How to remove duplicates from a list in C#

By FoxLearn 12/25/2024 4:35:34 AM 286

Removing duplicates from a list is a common task in programming. The most efficient way to handle it is by iterating through the list and using a data structure that ensures uniqueness, such as a HashSet.

1. Remove Duplicates with ToHashSet() and ToList()

One of the most concise and simple ways to remove duplicates in C# is by leveraging LINQ methods ToHashSet() and ToList().

using System.Linq;

var list = new List<int> { 1, 1, 1, 2, 2, 2, 3 };
var dedupedList = list.ToHashSet().ToList();

In this example:

ToHashSet(): This method iterates over the list and adds each item to a HashSet. Since a HashSet only allows unique elements, any duplicate items are discarded.
ToList(): After removing duplicates, we convert the HashSet back to a List using ToList().

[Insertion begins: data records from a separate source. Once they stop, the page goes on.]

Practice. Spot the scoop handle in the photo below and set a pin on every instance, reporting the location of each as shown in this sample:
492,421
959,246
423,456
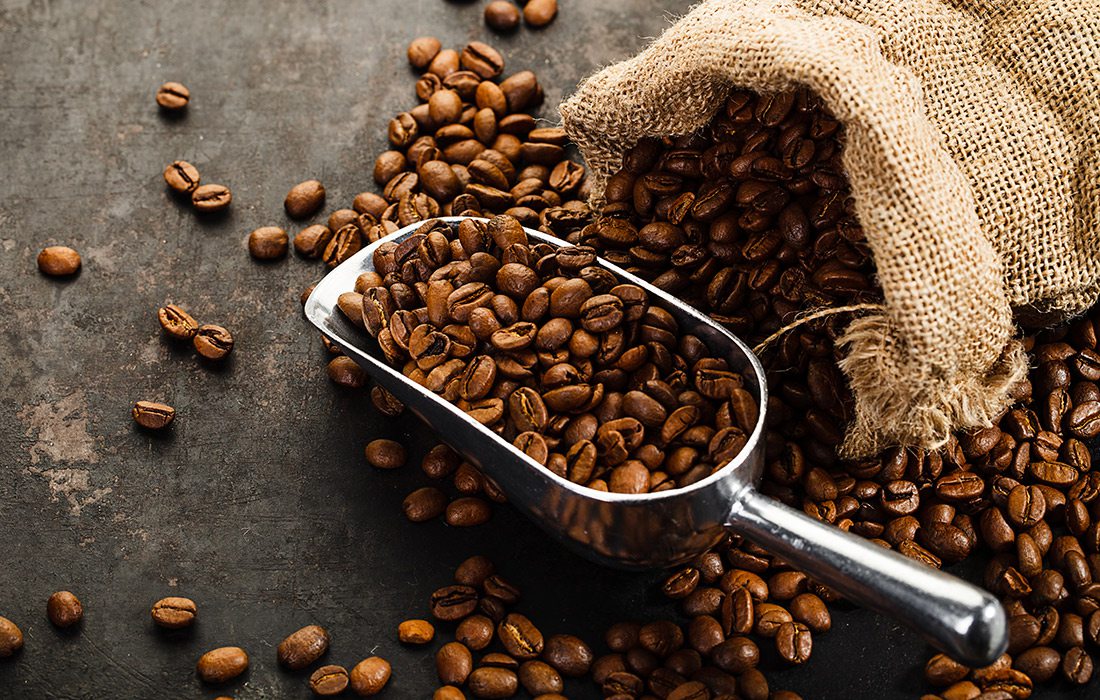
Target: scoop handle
957,618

The non-LINQ equivalent of this approach would be:

var dedupedList = new List<int>(new HashSet<int>(list));

2. Remove Duplicates in a Loop

While the previous method is concise, iterating manually gives you more flexibility and control over the process. This approach is also the most efficient in terms of time complexity:

var list = new List<int> { 1, 1, 1, 2, 2, 2, 3 };
var dedupedList = new List<int>(list.Count); // Minimize resizing during additions
var hashSet = new HashSet<int>(list.Count);

foreach (var item in list)
{
    if (hashSet.Add(item))
        dedupedList.Add(item);
}

In this example:

We iterate through the original list.
For each item, we attempt to add it to a HashSet using hashSet.Add(item).
HashSet.Add() returns true if the item was added successfully (i.e., it's not a duplicate). If it's true, we add the item to a new list (dedupedList).

This method has the advantage of directly controlling how items are added and ensures that duplicates are removed with an optimal time complexity of O(n).

3. Remove Duplicates In-Place with List.RemoveAll()

If you want to modify the original list directly and avoid creating a new one, you can use the List.RemoveAll() method along with a HashSet.

var list = new List<int> { 1, 1, 1, 2, 2, 2, 3 };
var hashSet = new HashSet<int>();

list.RemoveAll(i => hashSet.Add(i) == false);

In this example:

List.RemoveAll() takes a predicate (a lambda function) and removes elements based on the given condition.
The lambda checks if hashSet.Add(i) returns false, which means the element has already been encountered and is therefore a duplicate.

This method is efficient because it doesn't create a new list and only modifies the original one.

4. Remove Duplicate Objects Based on a Property

In real-world scenarios, you may need to remove duplicate objects based on a specific property, such as an object’s name or ID. In .NET 6+, you can use DistinctBy() from LINQ for this purpose:

using System.Linq;

var list = new List<Person>
{
    new Person() { Name = "Bob", Age = 25 },
    new Person() { Name = "Bob", Age = 40 },
    new Person() { Name = "Linda", Age = 39 }
};

var dedupedList = list.DistinctBy(p => p.Name).ToList();

In this example:

DistinctBy(p => p.Name) removes duplicates based on the Name property. It keeps the first occurrence of each name and removes subsequent duplicates.
ToList() converts the result into a new list.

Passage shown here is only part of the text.